Tariff case raises questions about solar panel imports
The solar industry is growing at a rapid and exciting pace, pushing the country closer and closer to a clean energy future with every megawatt installed. Like any new industry, however, there are bound to be growing pains. Sourcing materials for the panels, ethical labor and procurement of the panels from foreign countries are major hurdles facing the industry today. While demand is higher than ever, supply is in flux in large part because of the U.S. Department of Commerce investigation into potential tariff circumvention.
The 2018 tariff on China
What’s behind all this drama? In 2018, the US Government instituted tariffs on solar panels and components imported from China. Exceptions were made for bi-facial panels, and panels that had “significant” manufacturing done in another country (eg. cells were made in China but were made into panels in another country.)
China produces nearly 78% of the solar cell market globally; the US contribution is about one percent. Due to the U.S. tariffs, American companies started sourcing panels from factories in Cambodia, Malaysia, Vietnam and Thailand. These four countries represent 80% of total solar imports, and the majority of the U.S. solar supply. Panels from these countries may have Chinese components, due to the dominance of the Chinese solar cell manufacturing industry.
The anti-circumvention filings

Last year, four anonymous companies filed an anti-circumvention case with the Federal Department of Commerce (DOC), alleging that companies were illegally circumventing the tariffs on Chinese solar components by importing from these countries. The DOC rejected this case, partially due to the anonymity of the complainants and also because DOC thought finding in favor would advantage some imports over others.
This spring, Auxin Solar, a panel manufacturer based in California, filed a copycat anti-circumvention case. Auxin is reiterating the concerns from last year that the panels imported from those four South Asian countries are “cheating” by not paying the tariffs, as they allege only minor assembly is happening outside of China. Auxin imports cells from Taiwan and assembles them in the US, with a current capacity of about 150 MW of solar panels per year, though an upcoming expansion will bring that to 400 MW. For context, the U.S. solar industry installed between 2-3 GW of solar last year.
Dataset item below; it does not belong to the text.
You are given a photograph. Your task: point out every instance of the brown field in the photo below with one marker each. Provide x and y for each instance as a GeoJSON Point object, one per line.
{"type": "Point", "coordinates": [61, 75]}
If the DOC agrees with Auxin Solar in their preliminary decision, a tariff would be retroactively applied to all panels that entered the U.S. market on April 1, 2022, the date DOC agreed to consider Auxin’s petition. The industry is very concerned as big questions remain about the size of the tariffs, which could be anywhere from 50-250 percent.
The deciding factors
There are two main legal questions that the DOC will need to answer in determining the status of the petition: appropriateness, or how the decision would impact the industry, and significance, in terms of how much manufacturing of the panels is happening in the four named countries. To the appropriateness question, the national Solar Energy Industries Association (SEIA) has maintained that this petition is already causing damage to the solar industry; a survey of over 700 solar companies has found 51 GW of utility-scale projects were impacted, with panel supply delayed or canceled. Several solar panel manufacturers are not shipping any containers to the United States while the case is being adjudicated, and many panel distributors are not taking any orders from developers, as they await the determination.
The DOC has determined in previous decisions that turning solar cells or wafers into panels does constitute “significant manufacturing,” and SEIA is confident that the merits of the case will lead to a negative decision.
SEIA has asked the DOC to issue their preliminary decision after 60 days to allow for time for both sides to provide more information, though the DOC has up to 150 days to decide. SEIA is encouraging companies impacted by the petition to send letters to the White House and the Secretary of Commerce detailing the impacts to the industry.